En suma, es altamente precipitado e irreflexivo adelantar nombres de posibles elegidos, como lo hacen algunos medios de comunicación.
Con todo, esta vez sí hay un factor decisivo para la casi totalidad de los cardenales, a la hora de escribir en la papeleta el nombre de su preferencia. Es la aptitud del nuevo papa para “unificar” a la Iglesia, un verbo que literalmente han pronunciado en estos días cardenales de diversas orientaciones. El temor ancestral de los purpurados es la posibilidad de un cisma. Y aunque, al decir de monseñor Scicluna, un papa “fiel al Evangelio será siempre un signo de contradicciones”[11], en el amplio arco del colegio cardenalicio la propuesta de “un papa unificador” se repite en una alta proporción de las declaraciones de cardenales.
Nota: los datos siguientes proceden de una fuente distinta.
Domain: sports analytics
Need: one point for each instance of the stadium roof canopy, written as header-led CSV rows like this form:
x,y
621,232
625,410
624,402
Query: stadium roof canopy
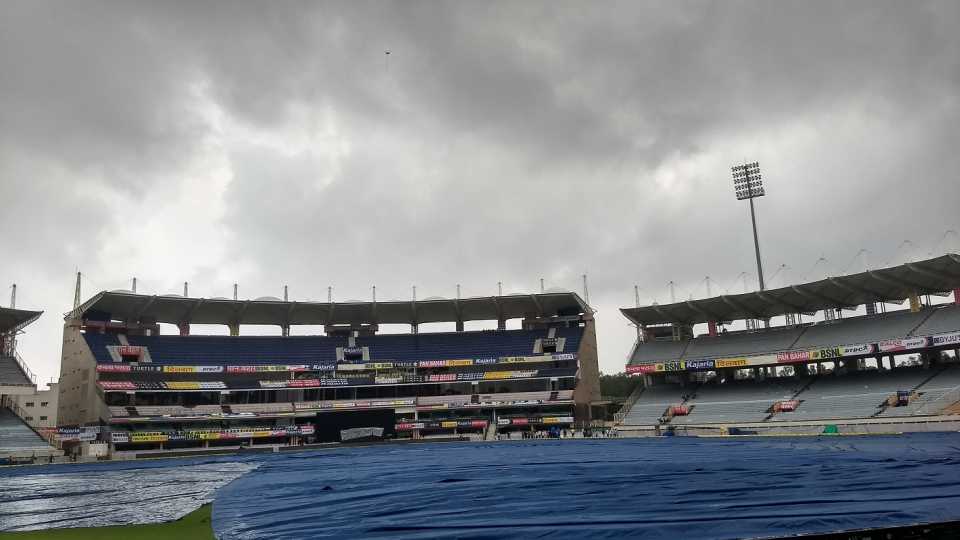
x,y
12,320
893,284
174,309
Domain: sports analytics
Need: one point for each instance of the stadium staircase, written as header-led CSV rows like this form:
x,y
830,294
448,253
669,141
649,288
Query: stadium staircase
x,y
13,372
795,396
628,403
923,321
17,437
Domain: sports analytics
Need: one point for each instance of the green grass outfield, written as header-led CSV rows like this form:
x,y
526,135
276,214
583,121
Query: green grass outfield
x,y
195,525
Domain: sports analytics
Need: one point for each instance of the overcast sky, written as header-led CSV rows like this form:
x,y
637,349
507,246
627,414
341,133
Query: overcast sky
x,y
272,143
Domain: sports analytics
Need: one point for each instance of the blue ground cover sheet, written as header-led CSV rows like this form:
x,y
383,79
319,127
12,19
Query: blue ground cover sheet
x,y
672,487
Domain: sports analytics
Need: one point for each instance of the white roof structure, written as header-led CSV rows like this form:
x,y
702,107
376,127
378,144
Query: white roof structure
x,y
895,284
15,319
130,307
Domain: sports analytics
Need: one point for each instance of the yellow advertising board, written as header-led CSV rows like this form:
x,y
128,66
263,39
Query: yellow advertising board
x,y
179,369
730,362
148,437
456,363
180,385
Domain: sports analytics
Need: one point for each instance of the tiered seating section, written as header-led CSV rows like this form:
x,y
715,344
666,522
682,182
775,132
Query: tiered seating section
x,y
16,436
427,403
309,350
855,330
11,374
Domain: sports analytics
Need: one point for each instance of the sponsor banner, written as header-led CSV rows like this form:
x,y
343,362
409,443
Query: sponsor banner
x,y
460,363
894,345
323,367
149,437
762,360
945,339
194,385
675,366
180,369
856,350
730,362
180,385
432,363
405,363
117,385
304,383
826,353
143,368
87,433
113,368
380,365
265,368
351,367
699,364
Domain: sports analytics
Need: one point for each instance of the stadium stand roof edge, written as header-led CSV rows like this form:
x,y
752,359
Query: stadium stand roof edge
x,y
16,319
931,276
127,306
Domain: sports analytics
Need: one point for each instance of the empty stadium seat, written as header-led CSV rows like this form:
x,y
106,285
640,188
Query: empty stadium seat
x,y
11,374
866,329
943,319
297,350
15,435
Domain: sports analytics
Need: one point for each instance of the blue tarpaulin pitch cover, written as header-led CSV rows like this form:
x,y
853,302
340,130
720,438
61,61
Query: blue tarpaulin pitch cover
x,y
675,487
Algunos la fundamentarán en que Francisco causó cierta división que sería necesario resarcir; otros en que, pese a que ningún pontificado está libre de generar divisiones, se debe elegir, entre los predilectos, a quien mayormente unifique.
Si bien, al final, según todos los padres obrará el Espíritu Santo, ninguno niega que la mediación humana es fundamental.
[1] Carta de los cardenales Caffarra, Collins, Dolan, Eijy, Müller, Fox Napier, Pell, Sarah, Urosa Savino, Di Nardo y Njue, conocida en octubre de 2015.
[2] Gerhard Cardinal Müller, “The Church Is Not a Democracy”, First Things, 27.10.2023.
[3] El País, 24.04.2025
[4] Entrevista en La Repubblica, 24.04.2025
[5] Misericordia et misera, 20 de noviembre de 2016, Libreria Editrice Vaticana.
[7] Ibid. N°18.
[8] Entrevista en La Repubblica, 24.04.2025
[9] The Times, 24.04.l2025.
[10] Citas textuales de declaraciones de varios cardenales, aparecidas en los últimos días en medios de comunicación.